December 13, 2019

Does Impeachment Matter to Markets?

By Michael McKeown, CFA, CPA - Chief Investment Officer

Does Impeachment Matter to Markets?

Over the last few decades, investors translated political headlines into market forecasts.  This was rarely a profitable knee-jerk reaction. Does it make sense to do the same with impeachment?

Most political strategists believe that the House will impeach President Trump and the Senate will not.

We thought it would be interesting to look back at how the market performed prior to and after past impeachment inquiries to see if any pattern emerged.  Since there were only two prior instances in the last 50 years, the sample size is admittedly small.

The impeachment inquiry for President Nixon began on February 6, 1974. The date of October 8, 1998 was the beginning of the inquiry of President Clinton.  In each case, the market  fell 20% in the three months prior to the inquiry. However, the stock market drifted higher until September 24th of 2019, which was three months prior to the inquiry into President Trump.

In 1974, the stock market declined 50% from the peak to trough.  A year after the inquiry began, it was down 16%.  This was in the midst of war in the Mideast, oil prices quadrupling, and the annual inflation rate hitting 12%. 

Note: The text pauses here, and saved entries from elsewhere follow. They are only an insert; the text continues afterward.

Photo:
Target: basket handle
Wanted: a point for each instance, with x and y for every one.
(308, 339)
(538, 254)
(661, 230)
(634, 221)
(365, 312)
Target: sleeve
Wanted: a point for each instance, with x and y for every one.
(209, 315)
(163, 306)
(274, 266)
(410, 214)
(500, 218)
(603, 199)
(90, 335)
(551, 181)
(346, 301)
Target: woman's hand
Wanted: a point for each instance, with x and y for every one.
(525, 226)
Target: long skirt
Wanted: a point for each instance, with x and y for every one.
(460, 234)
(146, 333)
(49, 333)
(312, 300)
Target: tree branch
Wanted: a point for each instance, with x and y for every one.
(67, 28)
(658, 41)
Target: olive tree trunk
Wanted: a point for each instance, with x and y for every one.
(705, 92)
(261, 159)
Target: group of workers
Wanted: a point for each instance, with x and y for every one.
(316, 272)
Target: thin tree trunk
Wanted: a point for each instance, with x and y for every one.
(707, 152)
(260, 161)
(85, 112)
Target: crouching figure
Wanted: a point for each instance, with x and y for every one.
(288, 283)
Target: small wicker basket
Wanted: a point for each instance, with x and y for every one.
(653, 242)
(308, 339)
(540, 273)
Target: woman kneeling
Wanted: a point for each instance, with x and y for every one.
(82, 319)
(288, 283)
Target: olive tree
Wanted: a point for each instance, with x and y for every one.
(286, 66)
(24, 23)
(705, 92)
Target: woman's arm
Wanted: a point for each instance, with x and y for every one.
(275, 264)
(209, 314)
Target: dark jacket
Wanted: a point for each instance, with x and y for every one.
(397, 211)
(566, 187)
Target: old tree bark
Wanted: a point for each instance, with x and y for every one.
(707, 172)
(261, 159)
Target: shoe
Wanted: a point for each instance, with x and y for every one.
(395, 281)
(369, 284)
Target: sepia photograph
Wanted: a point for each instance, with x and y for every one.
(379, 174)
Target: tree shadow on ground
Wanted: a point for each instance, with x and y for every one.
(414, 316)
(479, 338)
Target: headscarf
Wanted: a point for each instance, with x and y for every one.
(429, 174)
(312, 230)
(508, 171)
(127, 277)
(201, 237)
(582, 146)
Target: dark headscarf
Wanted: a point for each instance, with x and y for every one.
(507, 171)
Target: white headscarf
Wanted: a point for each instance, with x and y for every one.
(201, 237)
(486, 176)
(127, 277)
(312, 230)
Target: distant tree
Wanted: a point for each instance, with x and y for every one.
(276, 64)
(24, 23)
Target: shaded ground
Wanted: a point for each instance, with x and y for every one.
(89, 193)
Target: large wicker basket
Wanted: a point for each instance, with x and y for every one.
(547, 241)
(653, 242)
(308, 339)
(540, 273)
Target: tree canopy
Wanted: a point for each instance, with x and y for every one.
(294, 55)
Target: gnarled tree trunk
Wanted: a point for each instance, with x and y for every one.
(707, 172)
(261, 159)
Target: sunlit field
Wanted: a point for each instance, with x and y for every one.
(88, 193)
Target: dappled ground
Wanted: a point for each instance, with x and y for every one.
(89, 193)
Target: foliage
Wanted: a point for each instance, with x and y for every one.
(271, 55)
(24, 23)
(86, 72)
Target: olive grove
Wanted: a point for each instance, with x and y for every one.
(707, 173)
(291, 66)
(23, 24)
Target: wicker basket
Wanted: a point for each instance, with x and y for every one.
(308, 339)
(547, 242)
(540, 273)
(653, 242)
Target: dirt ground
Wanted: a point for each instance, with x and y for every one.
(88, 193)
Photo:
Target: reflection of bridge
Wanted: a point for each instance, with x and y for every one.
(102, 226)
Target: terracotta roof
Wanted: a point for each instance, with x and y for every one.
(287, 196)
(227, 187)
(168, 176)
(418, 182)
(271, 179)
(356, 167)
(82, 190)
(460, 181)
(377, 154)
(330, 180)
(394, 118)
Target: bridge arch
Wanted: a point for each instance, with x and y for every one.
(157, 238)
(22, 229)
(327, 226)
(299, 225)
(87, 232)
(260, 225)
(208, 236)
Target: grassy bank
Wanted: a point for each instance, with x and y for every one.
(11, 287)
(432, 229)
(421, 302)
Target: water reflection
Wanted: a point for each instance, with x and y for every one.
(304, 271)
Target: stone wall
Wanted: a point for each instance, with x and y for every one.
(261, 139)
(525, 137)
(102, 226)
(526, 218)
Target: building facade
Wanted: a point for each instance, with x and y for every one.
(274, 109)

In the late summer of 1998, the stock market fell during the Asian currency crisis and failure of the gigantic hedge fund, Long-Term Capital Management.  It took a bailout of the fund by both Wall Street and the Fed to stabilize markets in the fall of that year.  Stocks would go on to rally nearly 40% over the next twelve months as the Tech Bubble reached its apex.

The market continues to drift higher in 2019 as the recession worries abated and the Fed lowered interest rates in the back half of the year.  The labor market continues to improve while corporate profits have been steady.  Surveys show that consumers and businesses are concerned about a slowdown in the economy, which already occurred outside of the U.S.

The fundamentals of the economy, corporations, and the consumer play a more important role in how the market moves than politics. With the two prior instances of impeachment resulting in wildly different market results, it is tough to draw a conclusion on the direction for today’s market.  Our key takeaway is that mixing politics and market forecasts is a tough way to make money.